Visto: brasileiros e portugueses precisam de visto para entrar, sim. Mas o visto é comprado/dado na hora, no desembarque no aeroporto internacional de Amã mesmo (nota: aqui estou me referindo exclusivamente ao aeroporto de Amã, o principal do país; mas, se ali não for seu local de ingresso no país, entre antes no Visit Jordan para verificar como são os procedimentos para ingresso por onde você prentende entrar. As regrinhas mudam de um lugar para outro, ok?). Ao custo de 20 JD (+- US$30), você vai a um dos guichezinhos no desembarque, responde onde vai ficar e por quanto tempo e, voilá, recebe o visto (lindinho, em forma de selo). Mas olho: só pode pagar em dinares. Então, antes de entrar na fila do visto, vá ao guichê de câmbio ou ATM logo ao lado e saque moeda local ou troque seu dindim para ganhar tempo.

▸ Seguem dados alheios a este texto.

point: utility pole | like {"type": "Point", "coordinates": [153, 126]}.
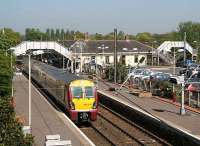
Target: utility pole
{"type": "Point", "coordinates": [115, 55]}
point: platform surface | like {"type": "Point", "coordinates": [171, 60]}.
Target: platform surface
{"type": "Point", "coordinates": [165, 111]}
{"type": "Point", "coordinates": [46, 120]}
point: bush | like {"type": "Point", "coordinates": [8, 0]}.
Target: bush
{"type": "Point", "coordinates": [11, 133]}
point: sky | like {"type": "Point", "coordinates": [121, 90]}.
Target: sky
{"type": "Point", "coordinates": [101, 16]}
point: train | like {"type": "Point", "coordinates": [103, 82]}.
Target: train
{"type": "Point", "coordinates": [77, 95]}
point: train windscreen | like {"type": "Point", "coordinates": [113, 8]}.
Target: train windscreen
{"type": "Point", "coordinates": [77, 92]}
{"type": "Point", "coordinates": [89, 92]}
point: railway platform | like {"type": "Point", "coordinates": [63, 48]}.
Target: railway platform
{"type": "Point", "coordinates": [46, 119]}
{"type": "Point", "coordinates": [166, 111]}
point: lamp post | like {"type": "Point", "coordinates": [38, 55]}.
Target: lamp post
{"type": "Point", "coordinates": [184, 55]}
{"type": "Point", "coordinates": [103, 47]}
{"type": "Point", "coordinates": [197, 48]}
{"type": "Point", "coordinates": [174, 68]}
{"type": "Point", "coordinates": [136, 49]}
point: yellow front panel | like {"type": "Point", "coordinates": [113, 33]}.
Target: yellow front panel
{"type": "Point", "coordinates": [83, 103]}
{"type": "Point", "coordinates": [82, 83]}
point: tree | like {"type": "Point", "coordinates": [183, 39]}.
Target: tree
{"type": "Point", "coordinates": [192, 30]}
{"type": "Point", "coordinates": [79, 35]}
{"type": "Point", "coordinates": [121, 35]}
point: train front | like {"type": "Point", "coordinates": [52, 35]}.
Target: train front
{"type": "Point", "coordinates": [83, 100]}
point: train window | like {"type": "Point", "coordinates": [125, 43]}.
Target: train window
{"type": "Point", "coordinates": [89, 92]}
{"type": "Point", "coordinates": [77, 92]}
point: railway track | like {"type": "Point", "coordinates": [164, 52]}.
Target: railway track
{"type": "Point", "coordinates": [113, 129]}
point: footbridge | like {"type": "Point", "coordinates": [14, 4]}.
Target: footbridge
{"type": "Point", "coordinates": [41, 45]}
{"type": "Point", "coordinates": [166, 46]}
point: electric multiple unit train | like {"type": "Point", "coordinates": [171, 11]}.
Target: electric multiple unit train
{"type": "Point", "coordinates": [78, 96]}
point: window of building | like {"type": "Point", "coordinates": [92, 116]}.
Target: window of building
{"type": "Point", "coordinates": [107, 60]}
{"type": "Point", "coordinates": [136, 58]}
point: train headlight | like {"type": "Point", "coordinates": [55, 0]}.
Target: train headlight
{"type": "Point", "coordinates": [72, 106]}
{"type": "Point", "coordinates": [94, 105]}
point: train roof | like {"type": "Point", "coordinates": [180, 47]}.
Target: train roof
{"type": "Point", "coordinates": [57, 73]}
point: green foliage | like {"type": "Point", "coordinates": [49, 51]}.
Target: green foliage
{"type": "Point", "coordinates": [8, 38]}
{"type": "Point", "coordinates": [121, 73]}
{"type": "Point", "coordinates": [10, 130]}
{"type": "Point", "coordinates": [144, 37]}
{"type": "Point", "coordinates": [192, 30]}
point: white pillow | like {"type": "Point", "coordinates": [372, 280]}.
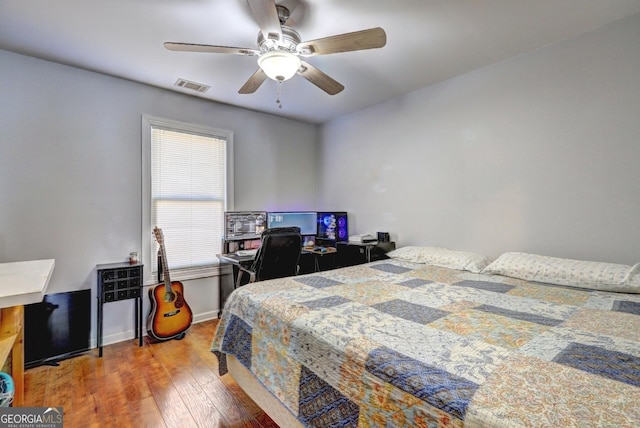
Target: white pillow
{"type": "Point", "coordinates": [443, 257]}
{"type": "Point", "coordinates": [574, 273]}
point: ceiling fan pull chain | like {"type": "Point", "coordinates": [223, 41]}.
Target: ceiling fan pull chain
{"type": "Point", "coordinates": [278, 92]}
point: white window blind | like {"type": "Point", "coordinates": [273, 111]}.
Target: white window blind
{"type": "Point", "coordinates": [188, 187]}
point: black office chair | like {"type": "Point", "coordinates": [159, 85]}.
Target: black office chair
{"type": "Point", "coordinates": [277, 257]}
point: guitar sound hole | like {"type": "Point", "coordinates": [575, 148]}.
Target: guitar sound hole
{"type": "Point", "coordinates": [168, 297]}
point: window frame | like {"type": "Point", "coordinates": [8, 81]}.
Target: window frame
{"type": "Point", "coordinates": [148, 122]}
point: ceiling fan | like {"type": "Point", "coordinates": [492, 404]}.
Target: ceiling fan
{"type": "Point", "coordinates": [280, 50]}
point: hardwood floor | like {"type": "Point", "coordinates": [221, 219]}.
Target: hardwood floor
{"type": "Point", "coordinates": [168, 384]}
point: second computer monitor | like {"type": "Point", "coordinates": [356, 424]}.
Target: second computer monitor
{"type": "Point", "coordinates": [305, 220]}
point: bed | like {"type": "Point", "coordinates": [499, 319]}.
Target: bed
{"type": "Point", "coordinates": [430, 340]}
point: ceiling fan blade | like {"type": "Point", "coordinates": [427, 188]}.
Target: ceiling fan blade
{"type": "Point", "coordinates": [192, 47]}
{"type": "Point", "coordinates": [320, 79]}
{"type": "Point", "coordinates": [266, 15]}
{"type": "Point", "coordinates": [347, 42]}
{"type": "Point", "coordinates": [254, 82]}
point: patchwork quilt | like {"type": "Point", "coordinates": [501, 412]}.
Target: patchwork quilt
{"type": "Point", "coordinates": [393, 343]}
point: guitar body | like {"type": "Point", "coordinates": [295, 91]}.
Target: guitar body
{"type": "Point", "coordinates": [170, 315]}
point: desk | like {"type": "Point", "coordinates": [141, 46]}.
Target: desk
{"type": "Point", "coordinates": [319, 255]}
{"type": "Point", "coordinates": [236, 261]}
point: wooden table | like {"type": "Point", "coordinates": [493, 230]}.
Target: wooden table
{"type": "Point", "coordinates": [21, 283]}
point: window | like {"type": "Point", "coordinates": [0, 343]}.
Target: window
{"type": "Point", "coordinates": [187, 187]}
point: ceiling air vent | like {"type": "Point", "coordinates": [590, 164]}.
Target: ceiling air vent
{"type": "Point", "coordinates": [194, 86]}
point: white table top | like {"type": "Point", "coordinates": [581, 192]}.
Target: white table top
{"type": "Point", "coordinates": [22, 283]}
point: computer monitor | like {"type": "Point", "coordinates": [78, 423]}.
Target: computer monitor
{"type": "Point", "coordinates": [333, 227]}
{"type": "Point", "coordinates": [305, 220]}
{"type": "Point", "coordinates": [244, 225]}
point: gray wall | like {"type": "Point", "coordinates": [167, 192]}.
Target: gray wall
{"type": "Point", "coordinates": [537, 153]}
{"type": "Point", "coordinates": [70, 171]}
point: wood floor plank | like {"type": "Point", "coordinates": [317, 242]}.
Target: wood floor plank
{"type": "Point", "coordinates": [166, 384]}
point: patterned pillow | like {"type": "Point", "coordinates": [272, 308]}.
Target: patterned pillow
{"type": "Point", "coordinates": [574, 273]}
{"type": "Point", "coordinates": [443, 257]}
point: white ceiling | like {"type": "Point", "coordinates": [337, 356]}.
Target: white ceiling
{"type": "Point", "coordinates": [428, 41]}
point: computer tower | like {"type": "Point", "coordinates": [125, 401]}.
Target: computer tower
{"type": "Point", "coordinates": [333, 226]}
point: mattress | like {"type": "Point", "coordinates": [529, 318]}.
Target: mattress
{"type": "Point", "coordinates": [394, 343]}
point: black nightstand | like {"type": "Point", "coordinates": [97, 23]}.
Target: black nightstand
{"type": "Point", "coordinates": [119, 281]}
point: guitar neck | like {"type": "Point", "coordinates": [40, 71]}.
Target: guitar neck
{"type": "Point", "coordinates": [165, 268]}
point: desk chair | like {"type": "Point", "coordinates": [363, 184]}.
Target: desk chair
{"type": "Point", "coordinates": [277, 257]}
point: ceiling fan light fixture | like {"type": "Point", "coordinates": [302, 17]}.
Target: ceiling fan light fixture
{"type": "Point", "coordinates": [279, 65]}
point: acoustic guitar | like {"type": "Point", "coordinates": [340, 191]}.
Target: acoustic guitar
{"type": "Point", "coordinates": [170, 316]}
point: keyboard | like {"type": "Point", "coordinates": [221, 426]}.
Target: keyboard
{"type": "Point", "coordinates": [246, 253]}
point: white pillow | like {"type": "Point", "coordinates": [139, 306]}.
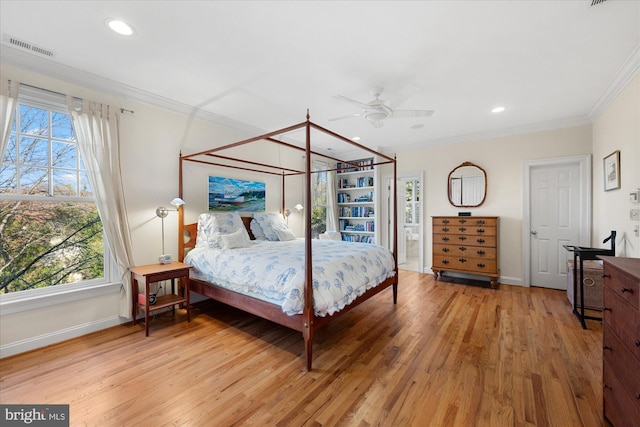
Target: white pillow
{"type": "Point", "coordinates": [234, 240]}
{"type": "Point", "coordinates": [268, 221]}
{"type": "Point", "coordinates": [257, 230]}
{"type": "Point", "coordinates": [212, 225]}
{"type": "Point", "coordinates": [284, 234]}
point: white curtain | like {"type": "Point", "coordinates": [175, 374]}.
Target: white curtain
{"type": "Point", "coordinates": [97, 131]}
{"type": "Point", "coordinates": [8, 97]}
{"type": "Point", "coordinates": [332, 197]}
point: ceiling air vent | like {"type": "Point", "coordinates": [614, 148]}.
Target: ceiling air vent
{"type": "Point", "coordinates": [13, 41]}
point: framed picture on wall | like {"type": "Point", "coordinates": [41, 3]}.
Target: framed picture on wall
{"type": "Point", "coordinates": [612, 171]}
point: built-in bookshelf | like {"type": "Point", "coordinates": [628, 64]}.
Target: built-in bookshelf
{"type": "Point", "coordinates": [356, 200]}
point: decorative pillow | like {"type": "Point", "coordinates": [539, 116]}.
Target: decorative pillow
{"type": "Point", "coordinates": [257, 230]}
{"type": "Point", "coordinates": [234, 240]}
{"type": "Point", "coordinates": [212, 225]}
{"type": "Point", "coordinates": [284, 233]}
{"type": "Point", "coordinates": [268, 221]}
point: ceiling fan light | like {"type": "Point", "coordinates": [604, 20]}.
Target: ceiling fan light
{"type": "Point", "coordinates": [120, 27]}
{"type": "Point", "coordinates": [376, 116]}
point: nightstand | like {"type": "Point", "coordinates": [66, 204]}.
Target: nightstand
{"type": "Point", "coordinates": [147, 274]}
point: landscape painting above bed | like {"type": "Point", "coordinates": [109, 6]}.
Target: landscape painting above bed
{"type": "Point", "coordinates": [228, 194]}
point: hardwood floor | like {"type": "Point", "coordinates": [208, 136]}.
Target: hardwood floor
{"type": "Point", "coordinates": [445, 355]}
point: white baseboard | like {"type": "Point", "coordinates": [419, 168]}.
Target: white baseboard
{"type": "Point", "coordinates": [44, 340]}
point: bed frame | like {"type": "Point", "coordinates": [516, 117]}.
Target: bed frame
{"type": "Point", "coordinates": [307, 322]}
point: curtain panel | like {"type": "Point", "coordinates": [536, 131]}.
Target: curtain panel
{"type": "Point", "coordinates": [97, 132]}
{"type": "Point", "coordinates": [8, 98]}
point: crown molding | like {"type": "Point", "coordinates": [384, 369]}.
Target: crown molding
{"type": "Point", "coordinates": [629, 71]}
{"type": "Point", "coordinates": [51, 68]}
{"type": "Point", "coordinates": [499, 133]}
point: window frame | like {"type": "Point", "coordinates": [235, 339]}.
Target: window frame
{"type": "Point", "coordinates": [30, 299]}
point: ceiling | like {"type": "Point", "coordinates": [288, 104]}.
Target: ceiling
{"type": "Point", "coordinates": [259, 65]}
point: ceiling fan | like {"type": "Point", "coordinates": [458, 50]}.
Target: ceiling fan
{"type": "Point", "coordinates": [377, 110]}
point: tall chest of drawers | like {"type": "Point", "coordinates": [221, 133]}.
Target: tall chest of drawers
{"type": "Point", "coordinates": [621, 341]}
{"type": "Point", "coordinates": [466, 244]}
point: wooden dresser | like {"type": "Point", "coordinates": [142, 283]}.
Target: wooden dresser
{"type": "Point", "coordinates": [466, 244]}
{"type": "Point", "coordinates": [621, 341]}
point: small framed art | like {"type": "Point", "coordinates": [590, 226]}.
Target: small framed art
{"type": "Point", "coordinates": [612, 171]}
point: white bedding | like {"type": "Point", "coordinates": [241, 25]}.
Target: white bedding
{"type": "Point", "coordinates": [274, 271]}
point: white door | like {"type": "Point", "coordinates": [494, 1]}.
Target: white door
{"type": "Point", "coordinates": [555, 218]}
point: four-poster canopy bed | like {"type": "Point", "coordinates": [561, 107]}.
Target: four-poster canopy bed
{"type": "Point", "coordinates": [306, 319]}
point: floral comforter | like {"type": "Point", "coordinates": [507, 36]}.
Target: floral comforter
{"type": "Point", "coordinates": [275, 272]}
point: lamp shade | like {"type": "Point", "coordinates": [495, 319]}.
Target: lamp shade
{"type": "Point", "coordinates": [177, 202]}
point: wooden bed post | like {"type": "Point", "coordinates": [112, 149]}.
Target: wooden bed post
{"type": "Point", "coordinates": [395, 227]}
{"type": "Point", "coordinates": [180, 214]}
{"type": "Point", "coordinates": [307, 313]}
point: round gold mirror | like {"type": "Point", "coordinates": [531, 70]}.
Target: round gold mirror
{"type": "Point", "coordinates": [467, 186]}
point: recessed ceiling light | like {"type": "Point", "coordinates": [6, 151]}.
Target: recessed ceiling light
{"type": "Point", "coordinates": [120, 27]}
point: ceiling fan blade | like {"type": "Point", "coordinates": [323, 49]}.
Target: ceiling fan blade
{"type": "Point", "coordinates": [400, 97]}
{"type": "Point", "coordinates": [351, 101]}
{"type": "Point", "coordinates": [411, 113]}
{"type": "Point", "coordinates": [345, 117]}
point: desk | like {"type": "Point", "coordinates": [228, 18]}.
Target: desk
{"type": "Point", "coordinates": [152, 273]}
{"type": "Point", "coordinates": [581, 254]}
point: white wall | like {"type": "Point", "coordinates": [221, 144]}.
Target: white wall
{"type": "Point", "coordinates": [152, 139]}
{"type": "Point", "coordinates": [502, 159]}
{"type": "Point", "coordinates": [618, 128]}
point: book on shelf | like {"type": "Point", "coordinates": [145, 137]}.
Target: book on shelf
{"type": "Point", "coordinates": [355, 165]}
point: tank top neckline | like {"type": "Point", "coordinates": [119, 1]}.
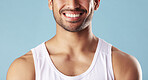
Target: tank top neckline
{"type": "Point", "coordinates": [78, 76]}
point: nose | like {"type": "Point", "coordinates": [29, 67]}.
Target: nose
{"type": "Point", "coordinates": [73, 4]}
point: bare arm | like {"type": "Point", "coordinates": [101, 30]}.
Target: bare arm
{"type": "Point", "coordinates": [22, 68]}
{"type": "Point", "coordinates": [126, 67]}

Dinheiro: a moeda jordaniana é o dinar, simbolizado geralmente por JD antes ou depois dos algarismos. O dinar jordaniano vale mais ou menos a mesma coisa que a libra esterlina; agora em março valia até um pouquinho mais.  Pra facilitar as contas, dá pra multiplicar o valor mostrado em JD por 1.5 para saber o preço em dólares; ou direto por 3 para saber em reais. Em hotéis, restaurantes etc, cartões são facilmente aceitos, assim como nos shoppings; mas nas lojas menores e atrações, o pagamento é quase semrpe cash. Há várias ATM para saque.

Língua: na Jordânia se fala árabe. Mas o inglês é muito difundido, e bem razoável; mesmo que falem um inglês bem básico mesmo, todo mundo consegue se comunicar numa boa. E muitos jordanianos arranham bem o espanhol também.  As sinalizações estão sempre escritas em árabe e em inglês, em todo o país.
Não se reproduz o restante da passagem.